# My sweet rescued HM Betta!



## BlueBetta88 (Aug 22, 2010)

So i got this betta fish at my nearby petco a few weeks ago. At first, I didn't knew it was a HM betta. It was marked as a VT. So the story starts when I was shopping for some food for my frys I have right now....(wasn't successful) and I wen't thew the betta selection which had some new bettas that I had never seen at the store before. My dad also gave me some time to let me pick a betta. I was dying to get a DT betta at thetime but they were sold out..... So I thought of looking for some bettas that are cheep (has to be below 8 bucks) and I found this pretty marble opaque VT betta. It didn't looked like that much of a VT but I looked alot like a delta tail. He had some taterd fins when i bought it, but thats all the meaning of recueing bettas. XD When I got home, keeping a secret from my mother and my annoying sis, I put the betta in a 1 gallon tank in my room. I started flaring him and it ended up being a HM! He has some ruff fins and scales (maybe when people put 2 bettas in a container in strores for fun) but I got a 13 buck betta for 4 bucks. SWEET!

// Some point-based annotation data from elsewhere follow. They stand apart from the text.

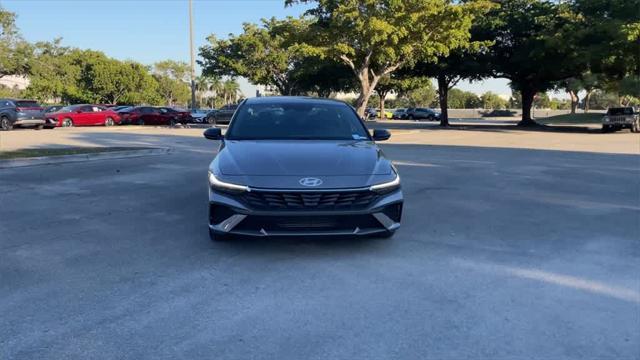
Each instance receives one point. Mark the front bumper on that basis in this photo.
(29, 122)
(230, 214)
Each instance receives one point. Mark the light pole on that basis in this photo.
(193, 63)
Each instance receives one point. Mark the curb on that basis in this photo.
(50, 160)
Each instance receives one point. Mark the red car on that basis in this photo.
(82, 115)
(149, 115)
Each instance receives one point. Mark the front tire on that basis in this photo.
(218, 237)
(67, 122)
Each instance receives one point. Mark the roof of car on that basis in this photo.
(291, 99)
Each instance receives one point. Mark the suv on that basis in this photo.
(422, 113)
(20, 113)
(620, 118)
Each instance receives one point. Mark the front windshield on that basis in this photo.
(292, 121)
(620, 111)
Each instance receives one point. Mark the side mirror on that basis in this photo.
(213, 134)
(381, 134)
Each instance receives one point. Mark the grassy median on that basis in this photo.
(29, 153)
(588, 118)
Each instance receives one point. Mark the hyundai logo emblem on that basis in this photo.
(310, 182)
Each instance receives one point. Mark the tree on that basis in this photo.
(424, 95)
(266, 55)
(15, 53)
(534, 46)
(171, 79)
(377, 37)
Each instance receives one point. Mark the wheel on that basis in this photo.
(219, 237)
(67, 122)
(5, 124)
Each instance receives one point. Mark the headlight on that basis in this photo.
(386, 187)
(225, 186)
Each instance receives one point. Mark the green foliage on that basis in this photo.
(15, 53)
(268, 55)
(424, 96)
(535, 45)
(376, 37)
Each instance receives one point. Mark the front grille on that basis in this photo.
(347, 223)
(351, 200)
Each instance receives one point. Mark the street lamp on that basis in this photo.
(193, 64)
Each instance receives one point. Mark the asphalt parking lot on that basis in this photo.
(505, 252)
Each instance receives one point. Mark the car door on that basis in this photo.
(97, 115)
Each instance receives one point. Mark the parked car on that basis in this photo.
(82, 115)
(181, 116)
(147, 115)
(400, 113)
(422, 114)
(620, 118)
(14, 112)
(119, 107)
(222, 115)
(199, 115)
(52, 108)
(370, 113)
(387, 114)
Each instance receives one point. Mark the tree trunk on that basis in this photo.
(574, 100)
(527, 102)
(443, 99)
(587, 97)
(366, 89)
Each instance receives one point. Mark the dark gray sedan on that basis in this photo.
(301, 166)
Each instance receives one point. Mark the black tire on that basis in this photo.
(385, 235)
(219, 237)
(5, 124)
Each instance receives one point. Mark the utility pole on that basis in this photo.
(193, 62)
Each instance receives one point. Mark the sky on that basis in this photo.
(148, 31)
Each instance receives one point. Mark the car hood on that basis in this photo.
(282, 164)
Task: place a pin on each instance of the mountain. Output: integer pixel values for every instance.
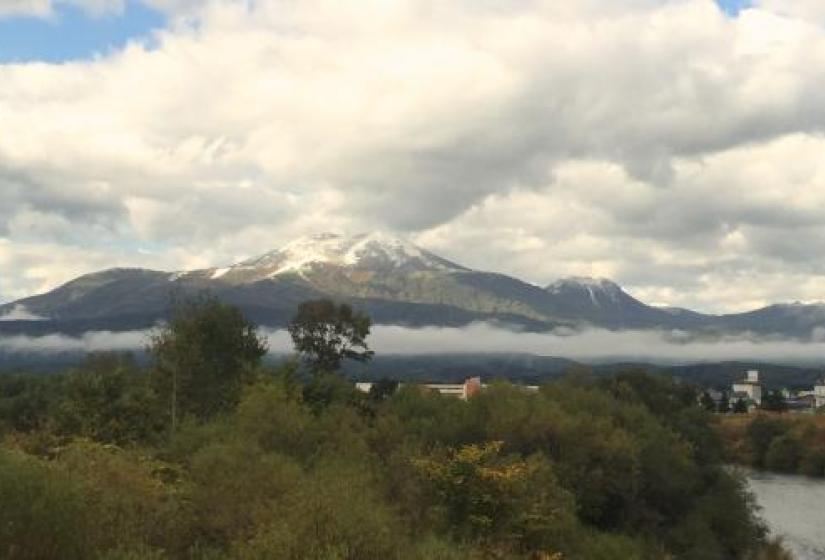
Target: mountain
(393, 280)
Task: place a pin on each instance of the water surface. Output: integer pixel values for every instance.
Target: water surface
(794, 508)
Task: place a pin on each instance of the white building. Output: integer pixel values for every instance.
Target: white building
(819, 393)
(463, 391)
(750, 386)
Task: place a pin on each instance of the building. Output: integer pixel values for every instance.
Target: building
(819, 393)
(749, 388)
(463, 391)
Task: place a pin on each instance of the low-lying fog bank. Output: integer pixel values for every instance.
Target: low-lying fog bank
(594, 346)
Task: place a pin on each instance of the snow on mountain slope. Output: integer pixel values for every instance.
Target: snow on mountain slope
(373, 251)
(599, 291)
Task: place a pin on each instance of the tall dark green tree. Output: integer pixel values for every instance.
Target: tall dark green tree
(202, 356)
(740, 406)
(707, 402)
(325, 334)
(724, 404)
(774, 401)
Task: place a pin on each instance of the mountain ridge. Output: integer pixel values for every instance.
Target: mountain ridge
(396, 282)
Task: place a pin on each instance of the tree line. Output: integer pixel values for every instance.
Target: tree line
(209, 454)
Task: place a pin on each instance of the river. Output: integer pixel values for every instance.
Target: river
(794, 508)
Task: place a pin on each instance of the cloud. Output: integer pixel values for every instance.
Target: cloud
(661, 143)
(588, 346)
(591, 346)
(97, 341)
(46, 8)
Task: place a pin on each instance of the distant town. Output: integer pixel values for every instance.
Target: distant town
(745, 395)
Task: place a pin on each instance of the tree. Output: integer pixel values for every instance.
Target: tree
(325, 334)
(724, 404)
(775, 402)
(383, 389)
(202, 357)
(707, 402)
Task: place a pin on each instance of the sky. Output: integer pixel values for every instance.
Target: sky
(674, 146)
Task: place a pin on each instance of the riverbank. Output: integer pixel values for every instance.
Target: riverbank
(775, 442)
(791, 506)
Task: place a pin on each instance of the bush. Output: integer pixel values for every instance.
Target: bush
(784, 454)
(42, 513)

So here are some pics I took now from his recovers. (he looks normal again!)








(flaring)








(not)


----------



## naturegirl243 (Aug 1, 2010)

Yep, thats deffinatly a HM, nice boy very pretty.


----------



## Betta Slave (Dec 8, 2009)

He's gorgeous!


----------



## Jayy (Dec 23, 2009)

Very handsome HM!!!


----------



## Learn To Fly (May 15, 2010)

Wow nice! I got my HM/rosetail for the price of a Delta but for the price of a VT...you're lucky!


----------



## germanchick09 (Jul 27, 2010)

very very handsome HM!! they dont sell them at my petstore....i got my HMPK on acciedent...i love mine!


----------



## bettalover2033 (Feb 17, 2010)

wow beautiful! my dream betta is a giant HMPK or just a HMPK or any plakat lol
he is so cute


----------



## Dead Sunlight (Jun 14, 2010)

WoW! Gorguous Betta! Ur so lucky! Ha, petstore pple, u just got dissed!


----------



## peaches3221 (Jun 1, 2010)

definately a halfmoon! he's really pretty!


----------



## Fermin (Apr 18, 2010)

Lovely colors!


----------



## bettalover2033 (Feb 17, 2010)

he is so adorable i love his colors i cant get enough of him!!!!!!!


----------



## JaspersANGEL (Oct 12, 2009)

He is adorable!
Congrats on the sweet deal!


----------